The prehistoric antiquity of the Clovis in the initial article brings a lot of questions but one of the best lines I thought was setting a basic time to when people arrived in the new world is rather limiting in nature.  I like the approach that people arrived in waves and perhaps as early as 20k years ago.  That means the sturdy Clovis Projectile Points we all found out in farms and ranches and on the Llano may not be indicative of the very first arrivals.  I like the idea that geography, ecology, and geology all conspired to open and periodically close lanes of movement for the new world and people moved about for thousands of years obeying the climate’s imperatives and limitations.  This does not lessen the rather amazing projectile points or the hunting of mammothus on the plains.  Instead it may point at a different type of habitation instead of one where we just pronounce “the earliest”.  In fact, it seems people like to know that there was an “earliest” because then the later things may make more sense. 

Out in the desert west, around the Antelope Valley is where I practiced the most archeology and anthropology.  One of the significant landforms there is the Rogers Dry Lakebed which now is surrounded by the Air Force Flight Test Center or Edwards, AFB.  The base is a wondrous place if you practice biology, geology, or archeology.  My friend Dave would include Botany since the many desert dunes and foothills were home to a wide splendor of poppy and other beautiful desert wild flowers.  Out there, I wandered those lanes of prehistory and the people were just as interesting and also had this intimate understanding of the desert and its bounty.  Traveling hunter-gatherer groups exploited the desert bottoms and oftne ended up in the Tehachapi Mountains to the north and a bit west or moving into the buttes which dot the valley to the east. 

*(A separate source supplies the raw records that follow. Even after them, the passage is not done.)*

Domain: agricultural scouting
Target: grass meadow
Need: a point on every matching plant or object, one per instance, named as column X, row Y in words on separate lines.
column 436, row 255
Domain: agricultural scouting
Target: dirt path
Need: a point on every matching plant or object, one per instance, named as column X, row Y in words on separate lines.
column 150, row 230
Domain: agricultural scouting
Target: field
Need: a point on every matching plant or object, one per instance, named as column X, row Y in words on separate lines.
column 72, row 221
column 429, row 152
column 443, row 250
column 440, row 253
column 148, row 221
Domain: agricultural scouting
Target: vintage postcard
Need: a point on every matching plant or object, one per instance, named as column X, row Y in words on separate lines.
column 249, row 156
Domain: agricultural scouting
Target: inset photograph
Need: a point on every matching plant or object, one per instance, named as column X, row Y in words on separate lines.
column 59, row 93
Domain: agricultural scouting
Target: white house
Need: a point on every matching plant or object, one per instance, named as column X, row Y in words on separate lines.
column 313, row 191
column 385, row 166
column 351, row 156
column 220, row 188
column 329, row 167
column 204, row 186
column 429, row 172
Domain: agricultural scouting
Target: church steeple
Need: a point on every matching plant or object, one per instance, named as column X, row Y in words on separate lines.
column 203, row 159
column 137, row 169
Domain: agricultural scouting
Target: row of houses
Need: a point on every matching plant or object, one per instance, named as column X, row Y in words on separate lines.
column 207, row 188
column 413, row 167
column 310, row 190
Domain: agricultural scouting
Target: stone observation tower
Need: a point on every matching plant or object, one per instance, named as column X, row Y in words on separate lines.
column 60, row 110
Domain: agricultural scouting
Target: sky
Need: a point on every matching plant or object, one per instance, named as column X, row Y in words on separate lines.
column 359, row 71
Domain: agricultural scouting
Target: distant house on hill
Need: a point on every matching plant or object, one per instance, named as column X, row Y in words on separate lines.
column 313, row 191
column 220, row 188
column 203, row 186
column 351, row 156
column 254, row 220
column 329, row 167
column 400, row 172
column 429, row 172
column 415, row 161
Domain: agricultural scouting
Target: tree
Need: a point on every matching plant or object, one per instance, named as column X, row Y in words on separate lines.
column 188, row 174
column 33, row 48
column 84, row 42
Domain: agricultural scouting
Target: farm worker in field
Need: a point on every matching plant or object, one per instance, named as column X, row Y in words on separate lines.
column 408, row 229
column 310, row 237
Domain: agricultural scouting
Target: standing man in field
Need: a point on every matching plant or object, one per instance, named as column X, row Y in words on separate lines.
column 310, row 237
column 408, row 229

The questions of antiquity, how Clovis cultures inhabited and where; how desert cultures adapted and adopted were always of interest to me.  But truthfully, I loved the entire measure and meter of their existance.  Their use of plants, animals and how they cooked same.  Given the chance of a “do over”, I would always choose for the years I spent doing archeology as a profession.  I miss many of the people, the places, and the things I saw greatly.  When stories arise on these things, I find the stirring and questions rising to the surface.  I may say I’m a technology professional; but there is this other thing which runs silent and runs deep.